Make Kindness Your New Habit
Daily insights on life in the face of uncertainty, by psychiatrist and habit change specialist Dr. Jud Brewer
Today’s column is going to be a little different.
You may have heard about Kitty O’Meara, who O Magazine called the “poet laureate of the pandemic” when her untitled poem blew up the internet. According to O, O’Meara wrote the poem in one sitting, spilling over after months of anxiety built up from watching the pandemic brew on the news.
Here it is:
And the people stayed home. And read books, and listened, and rested, and exercised, and made art, and played games, and learned new ways of being, and were still. And listened more deeply. Some meditated, some prayed, some danced. Some met their shadows. And the people began to think differently.

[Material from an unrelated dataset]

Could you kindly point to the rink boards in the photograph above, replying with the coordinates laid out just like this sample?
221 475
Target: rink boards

And the people healed. And, in the absence of people living in ignorant, dangerous, mindless, and heartless ways, the earth began to heal.
And when the danger passed, and the people joined together again, they grieved their losses, and made new choices, and dreamed new images, and created new ways to live and heal the earth fully, as they had been healed.
This poem reminds me of a psychological teaching about change that I learned when I was in college called thaw, shift, refreeze. It’s a metaphor for how when tragedy strikes, change can happen under certain conditions or things can go back to the way they were. This is especially important today, and you’ll see why in a moment.
Imagine a leaf frozen in a pond. In the spring, the sun’s rays warm the pond and melt the ice so that the leaf is no longer stuck in place. It can drift around. It can be blown to a different spot in the pond. The next winter, when the weather turns icy cold, the leaf refreezes. If wind can’t reach the pond, the leaf doesn’t move and thus refreezes exactly where it was before. If there is wind, the leaf might refreeze in a different spot. The stronger the wind, the more the leaf moves before refreezing.